Common texts can be generally divided into printing fonts and non-printing fonts, and the corresponding text segmentation and extraction difficulties are huge under different environmental backgrounds. Print fonts are typically generated by standardized industrial equipment, whose text is completely similar to the text internally filled, which provides the potential for improved effectiveness of various conventional extraction algorithms based on similar features. Meanwhile, the self-similar characteristic of background information is superimposed, and the self-similar characteristic is strong in comparison with the color of characters, so that a plurality of traditional machine learning methods also achieve good effects.
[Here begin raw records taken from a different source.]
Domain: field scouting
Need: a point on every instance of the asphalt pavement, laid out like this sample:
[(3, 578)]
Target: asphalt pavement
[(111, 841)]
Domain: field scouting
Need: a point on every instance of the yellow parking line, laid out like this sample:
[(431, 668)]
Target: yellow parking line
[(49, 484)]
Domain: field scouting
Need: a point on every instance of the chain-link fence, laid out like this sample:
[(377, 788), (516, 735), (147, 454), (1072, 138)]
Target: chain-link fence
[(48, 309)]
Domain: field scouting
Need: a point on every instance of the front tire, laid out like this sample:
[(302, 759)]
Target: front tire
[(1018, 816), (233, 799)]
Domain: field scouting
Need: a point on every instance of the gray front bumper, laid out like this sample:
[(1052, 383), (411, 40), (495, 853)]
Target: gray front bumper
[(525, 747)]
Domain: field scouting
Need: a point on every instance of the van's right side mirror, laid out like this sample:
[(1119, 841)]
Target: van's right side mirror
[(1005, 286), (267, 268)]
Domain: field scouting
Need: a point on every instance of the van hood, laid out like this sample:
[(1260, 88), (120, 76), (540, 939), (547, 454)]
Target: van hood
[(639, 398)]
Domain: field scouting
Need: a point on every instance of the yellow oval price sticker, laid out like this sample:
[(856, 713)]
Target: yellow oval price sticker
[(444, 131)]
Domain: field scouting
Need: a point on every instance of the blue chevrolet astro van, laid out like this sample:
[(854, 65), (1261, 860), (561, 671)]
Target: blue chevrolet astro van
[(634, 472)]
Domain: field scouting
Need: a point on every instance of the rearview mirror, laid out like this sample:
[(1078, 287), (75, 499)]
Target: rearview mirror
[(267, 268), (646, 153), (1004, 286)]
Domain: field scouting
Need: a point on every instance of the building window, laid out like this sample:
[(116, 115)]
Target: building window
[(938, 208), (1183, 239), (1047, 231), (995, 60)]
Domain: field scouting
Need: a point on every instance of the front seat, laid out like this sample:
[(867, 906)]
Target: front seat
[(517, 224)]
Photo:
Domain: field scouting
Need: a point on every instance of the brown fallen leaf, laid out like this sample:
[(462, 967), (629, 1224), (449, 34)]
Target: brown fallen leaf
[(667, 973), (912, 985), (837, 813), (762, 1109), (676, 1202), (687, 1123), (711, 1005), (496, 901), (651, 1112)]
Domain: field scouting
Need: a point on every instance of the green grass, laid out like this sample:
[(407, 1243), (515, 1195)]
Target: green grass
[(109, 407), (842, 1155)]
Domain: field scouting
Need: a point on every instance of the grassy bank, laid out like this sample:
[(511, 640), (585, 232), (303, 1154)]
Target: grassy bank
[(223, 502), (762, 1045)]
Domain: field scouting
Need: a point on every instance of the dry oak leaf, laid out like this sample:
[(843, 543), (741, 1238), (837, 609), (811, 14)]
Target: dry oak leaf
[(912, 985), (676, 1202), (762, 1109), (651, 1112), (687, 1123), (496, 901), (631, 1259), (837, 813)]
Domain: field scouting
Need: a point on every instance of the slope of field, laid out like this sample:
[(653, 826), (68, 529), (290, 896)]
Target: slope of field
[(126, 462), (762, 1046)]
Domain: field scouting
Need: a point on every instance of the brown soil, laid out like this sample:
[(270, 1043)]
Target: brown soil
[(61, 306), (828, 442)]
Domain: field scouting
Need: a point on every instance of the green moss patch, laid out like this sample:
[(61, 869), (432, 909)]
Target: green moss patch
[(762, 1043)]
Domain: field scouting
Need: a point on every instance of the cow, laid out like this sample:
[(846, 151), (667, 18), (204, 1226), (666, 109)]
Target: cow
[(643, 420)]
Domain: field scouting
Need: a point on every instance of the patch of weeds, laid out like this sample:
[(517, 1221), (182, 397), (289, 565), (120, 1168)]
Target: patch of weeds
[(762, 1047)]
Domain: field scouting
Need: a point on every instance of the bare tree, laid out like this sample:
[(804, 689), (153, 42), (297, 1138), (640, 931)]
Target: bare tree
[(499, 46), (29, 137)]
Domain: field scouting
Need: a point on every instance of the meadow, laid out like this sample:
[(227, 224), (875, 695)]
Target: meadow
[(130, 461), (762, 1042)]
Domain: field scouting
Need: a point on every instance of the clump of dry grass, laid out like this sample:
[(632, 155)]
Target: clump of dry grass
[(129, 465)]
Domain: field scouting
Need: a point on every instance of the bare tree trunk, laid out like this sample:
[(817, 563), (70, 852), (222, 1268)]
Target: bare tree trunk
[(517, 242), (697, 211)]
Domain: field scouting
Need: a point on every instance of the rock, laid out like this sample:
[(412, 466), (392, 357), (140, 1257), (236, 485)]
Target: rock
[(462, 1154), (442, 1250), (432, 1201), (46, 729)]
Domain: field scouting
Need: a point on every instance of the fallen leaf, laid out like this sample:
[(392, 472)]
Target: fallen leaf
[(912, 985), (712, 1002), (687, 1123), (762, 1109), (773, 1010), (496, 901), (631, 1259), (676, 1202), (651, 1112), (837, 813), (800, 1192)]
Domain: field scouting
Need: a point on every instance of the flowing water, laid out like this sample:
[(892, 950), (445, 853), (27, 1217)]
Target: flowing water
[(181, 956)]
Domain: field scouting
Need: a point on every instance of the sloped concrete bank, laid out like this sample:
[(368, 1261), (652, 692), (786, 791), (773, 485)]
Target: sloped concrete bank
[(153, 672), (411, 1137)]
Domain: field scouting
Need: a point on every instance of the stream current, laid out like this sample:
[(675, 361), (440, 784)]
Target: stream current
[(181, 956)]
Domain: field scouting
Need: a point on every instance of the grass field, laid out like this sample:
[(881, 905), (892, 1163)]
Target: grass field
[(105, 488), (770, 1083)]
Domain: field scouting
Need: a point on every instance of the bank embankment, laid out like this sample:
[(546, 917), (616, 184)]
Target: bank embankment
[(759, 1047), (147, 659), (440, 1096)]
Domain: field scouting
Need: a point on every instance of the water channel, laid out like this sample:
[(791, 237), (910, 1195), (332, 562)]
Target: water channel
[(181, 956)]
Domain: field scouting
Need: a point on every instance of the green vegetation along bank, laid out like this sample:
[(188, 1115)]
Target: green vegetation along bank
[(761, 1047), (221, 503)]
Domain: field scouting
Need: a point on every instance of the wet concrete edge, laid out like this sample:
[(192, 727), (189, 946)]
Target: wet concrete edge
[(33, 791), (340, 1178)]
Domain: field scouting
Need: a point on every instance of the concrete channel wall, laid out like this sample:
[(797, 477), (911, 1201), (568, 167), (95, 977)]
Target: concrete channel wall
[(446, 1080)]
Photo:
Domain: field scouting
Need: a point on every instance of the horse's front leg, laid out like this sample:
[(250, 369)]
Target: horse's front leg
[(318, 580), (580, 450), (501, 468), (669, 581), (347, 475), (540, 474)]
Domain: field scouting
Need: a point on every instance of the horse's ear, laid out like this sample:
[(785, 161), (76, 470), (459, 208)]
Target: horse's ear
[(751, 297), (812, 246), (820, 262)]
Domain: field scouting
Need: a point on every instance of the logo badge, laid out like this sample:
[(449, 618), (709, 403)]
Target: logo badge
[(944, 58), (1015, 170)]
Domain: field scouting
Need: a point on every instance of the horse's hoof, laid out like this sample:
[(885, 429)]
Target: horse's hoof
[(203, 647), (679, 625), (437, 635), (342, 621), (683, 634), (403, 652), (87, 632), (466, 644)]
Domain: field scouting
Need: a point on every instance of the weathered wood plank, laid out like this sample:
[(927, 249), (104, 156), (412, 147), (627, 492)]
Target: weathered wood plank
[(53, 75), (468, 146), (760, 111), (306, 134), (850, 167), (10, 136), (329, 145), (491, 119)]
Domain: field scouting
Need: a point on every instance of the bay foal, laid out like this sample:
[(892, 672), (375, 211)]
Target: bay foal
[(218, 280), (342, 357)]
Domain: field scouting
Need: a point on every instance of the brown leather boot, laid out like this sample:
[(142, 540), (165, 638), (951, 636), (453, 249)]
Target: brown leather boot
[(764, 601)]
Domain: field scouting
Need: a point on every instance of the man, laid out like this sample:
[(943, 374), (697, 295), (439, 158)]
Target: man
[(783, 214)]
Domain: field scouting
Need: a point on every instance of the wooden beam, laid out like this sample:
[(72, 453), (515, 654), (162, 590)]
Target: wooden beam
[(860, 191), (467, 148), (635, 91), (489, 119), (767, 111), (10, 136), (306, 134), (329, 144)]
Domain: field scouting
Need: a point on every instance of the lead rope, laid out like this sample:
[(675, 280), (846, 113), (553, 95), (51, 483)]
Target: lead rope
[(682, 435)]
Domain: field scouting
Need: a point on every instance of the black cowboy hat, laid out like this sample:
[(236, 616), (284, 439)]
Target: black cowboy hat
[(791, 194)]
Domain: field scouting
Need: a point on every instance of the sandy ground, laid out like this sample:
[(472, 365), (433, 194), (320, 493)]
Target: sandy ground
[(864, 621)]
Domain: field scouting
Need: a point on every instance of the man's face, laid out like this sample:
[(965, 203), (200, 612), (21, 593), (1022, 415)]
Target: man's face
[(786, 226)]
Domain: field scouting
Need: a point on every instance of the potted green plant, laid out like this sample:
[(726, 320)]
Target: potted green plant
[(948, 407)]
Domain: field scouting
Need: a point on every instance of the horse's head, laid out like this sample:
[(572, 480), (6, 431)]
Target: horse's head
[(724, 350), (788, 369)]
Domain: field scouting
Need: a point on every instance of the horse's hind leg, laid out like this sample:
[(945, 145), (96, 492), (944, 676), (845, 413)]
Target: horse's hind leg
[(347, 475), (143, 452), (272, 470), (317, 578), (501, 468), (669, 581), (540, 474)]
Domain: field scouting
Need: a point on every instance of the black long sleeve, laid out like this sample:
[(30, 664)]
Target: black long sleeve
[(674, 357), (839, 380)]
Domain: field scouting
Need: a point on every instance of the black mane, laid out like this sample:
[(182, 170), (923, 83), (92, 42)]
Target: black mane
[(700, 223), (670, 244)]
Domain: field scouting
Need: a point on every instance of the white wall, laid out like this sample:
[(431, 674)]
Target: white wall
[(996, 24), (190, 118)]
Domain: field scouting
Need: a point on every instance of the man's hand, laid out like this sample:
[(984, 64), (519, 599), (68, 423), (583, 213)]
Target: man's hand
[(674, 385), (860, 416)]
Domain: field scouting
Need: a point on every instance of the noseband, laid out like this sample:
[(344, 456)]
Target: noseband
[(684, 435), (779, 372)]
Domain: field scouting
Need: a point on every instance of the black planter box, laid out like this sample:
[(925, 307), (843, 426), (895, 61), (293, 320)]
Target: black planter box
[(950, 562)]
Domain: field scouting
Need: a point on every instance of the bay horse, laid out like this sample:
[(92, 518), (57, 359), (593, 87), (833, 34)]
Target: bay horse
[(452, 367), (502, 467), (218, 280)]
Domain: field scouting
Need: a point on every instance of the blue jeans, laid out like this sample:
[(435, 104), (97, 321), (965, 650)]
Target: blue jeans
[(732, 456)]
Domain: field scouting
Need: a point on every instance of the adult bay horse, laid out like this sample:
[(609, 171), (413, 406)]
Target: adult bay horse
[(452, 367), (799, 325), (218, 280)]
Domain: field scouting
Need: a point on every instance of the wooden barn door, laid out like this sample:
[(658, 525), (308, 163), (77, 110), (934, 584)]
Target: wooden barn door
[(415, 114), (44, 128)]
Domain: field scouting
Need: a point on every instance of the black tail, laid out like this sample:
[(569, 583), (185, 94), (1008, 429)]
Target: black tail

With the development of artificial intelligence technology in recent years, a large number of algorithm models based on deep convolutional neural networks have realized positioning, extracting and identifying characters in various indoor and outdoor scenes, and especially the positioning accuracy is approaching to the limit, so that the current research is more focused on the extracting and identifying of characters. However, for non-printed fonts, such as Dan Paifang steganographic text, which is produced by craftsman engraving over several years, unlike the stable physical environment that indoor scenes have, text regions can produce self-similarity of blocks under the influence of rain chemicals, climbing over plant secretions, etc., which necessarily results in failure of many algorithms to directly apply text extraction for printed fonts. Meanwhile, for natural stone, the whole background area before and after the character carving has more complex self-similar repeated texture characteristics, so that the carving trace under the effect of weathering effect is more difficult to extract, more physical rubbing is adopted in the prior art, the time consumption is huge, and the stroke detail deviation phenomenon still exists in rubbing text.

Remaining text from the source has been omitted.